I don’t do anything for the man who bangs on the church door and tells me about his probation and court date in Bremerton an hour and a half away and the company that let him go after thirty years to save themselves a retirement plan and the chronic pain in his shoulder and the botched knee surgery and how he just needs eight dollars and ten cents for the ferry or else they’ll throw him back in jail over a lousy eight dollars and ten cents and could I please, please, I know you’re good guy, please just give me eight dollars and ten cents for the ferry?

I don’t do anything for the woman who calls St. Luke’s to ask if we have a rental assistance program or something like that?

We don’t. I’m sorry.

I’m in a real bad spot, real bad. I got three kids and no husband, and they’re gonna kick us onto the streets Saturday if I can’t pay rent.

I’m sorry. We do all our community giving through REACH.

I tried Reach, I tried everywhere. No one’s got money and I’m in a real bad spot.

I wish I could do something.

My babies need a home and they’re gonna be on the streets in three days if I don’t get help.

I’m sorry.

I don’t do anything for the hundreds of Seattle homeless living under I-5 or the one napping on a worn-out cardboard box next to Rhein Haus, where six bucks gets me a disappointing IPA.

I don’t do anything for the Makah tribe that huddles in the rains of Neah Bay, exiled into the far corner of the country where they live in second-hand jeans and forty-nine percent unemployment, where fifty-nine percent of their homes are considered substandard, and where drug addiction and alcoholism are more common than college degrees.

I don’t do anything for Kenny the neighborhood homeless man who asks for empty cans and bottles so he can take them to Family Fare for Michigan’s ten-cent refunds. He tells me stories I don’t believe about his kid, his ten-year-old kid, who he just found out today is goin’ to school with a hole in his pants. Right on the butt, babe. The butt! He’s only got two pairs of pants and one’s got a big ol’ hole right here. His underpants all showin’ and everything.

That’s rough, man.

He getting picked on every day for those pants and his underpants pokin’ out, and I don’t got money to get him new ones. He comes home and tells me, ‘the kids are makin’ fun a me again’, and I want to laugh, you know, because it’s funny, only it’s not.

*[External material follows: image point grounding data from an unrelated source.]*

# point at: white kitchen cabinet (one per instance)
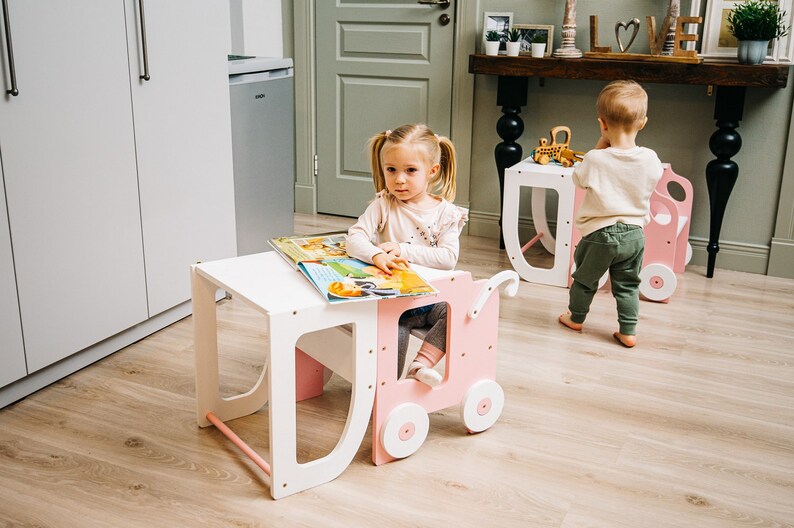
(12, 353)
(70, 173)
(183, 140)
(114, 185)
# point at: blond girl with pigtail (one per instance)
(412, 220)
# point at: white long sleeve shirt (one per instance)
(619, 184)
(426, 237)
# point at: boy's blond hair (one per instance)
(623, 104)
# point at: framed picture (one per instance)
(528, 32)
(500, 22)
(717, 43)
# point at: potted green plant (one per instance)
(754, 23)
(492, 41)
(513, 42)
(538, 44)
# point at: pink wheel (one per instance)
(482, 405)
(658, 282)
(405, 430)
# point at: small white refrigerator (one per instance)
(263, 146)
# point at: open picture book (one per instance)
(323, 260)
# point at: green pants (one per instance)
(617, 248)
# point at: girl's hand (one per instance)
(389, 261)
(390, 247)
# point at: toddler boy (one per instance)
(619, 177)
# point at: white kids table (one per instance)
(292, 308)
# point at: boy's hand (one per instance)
(389, 261)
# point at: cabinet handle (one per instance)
(12, 70)
(145, 75)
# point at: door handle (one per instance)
(145, 75)
(441, 3)
(11, 68)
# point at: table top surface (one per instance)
(268, 283)
(706, 73)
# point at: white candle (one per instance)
(570, 13)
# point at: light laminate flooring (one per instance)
(692, 428)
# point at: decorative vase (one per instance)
(752, 51)
(492, 47)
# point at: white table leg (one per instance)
(288, 476)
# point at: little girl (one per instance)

I have a few bottles, but I can’t give you any money.

I don’t sponsor Haitian kids or fill UTO boxes or buy Girl Scout cookies or round up my purchase to the nearest dollar. I carry my bag of groceries past the Santa Claus who has rung his bell outside Safeway through hours of soggy Washington winter, and I don’t do anything for the starving kids in Africa or the sex slaves in Europe or the prisoners in North Korea.

I write a check to my church. I send twenty bucks to missionary friends in Romania.

You got a dollar, buddy?

Save the whales.

ALS.

Plant a tree.

Got a dollar?

I’m sorry.

I’m sorry.

I’m so sorry.

I’m traveling through all fifty states and taking pictures and collecting stories because everyone has value, you know, but most people don’t take the time to listen to them so could you fund my Kickstarter?

I don’t.

I don’t do anything.

Is there a connection between money and faith? hangs on a piece of butcher paper in the basement of my church, along with a one-to-five scale and three dozen dotted stickers placed by parishioners at the annual meeting. The dots make an even spread across the scale. Like smallpox.

I don’t do anything when Kenny bangs on my door in the in the middle of the night. You in there? You guys in there?

I stay upstairs.

My kid’s sick, babe. She got a fever and cryin’ and I don’t got money to get her medicine or nothin’ and I’m scared she gonna die. I’m scared she gonna die, babe.

I don’t do anything.

I promise I never ask another thing, babe. Help a brother. You gotta help my kid.

I don’t.

Brothers in Christ!

I’m sorry.

NPR runs a pledge drive.

Wikipedia asks for three dollars.

I don’t do anything.

I’m scared she gonna die, babe.

I take forty bucks out of my checking account and a new sweater appears in my closet.

Eight dollars and ten cents. Please, guy, that’s all I’m asking. That’s all I’m asking.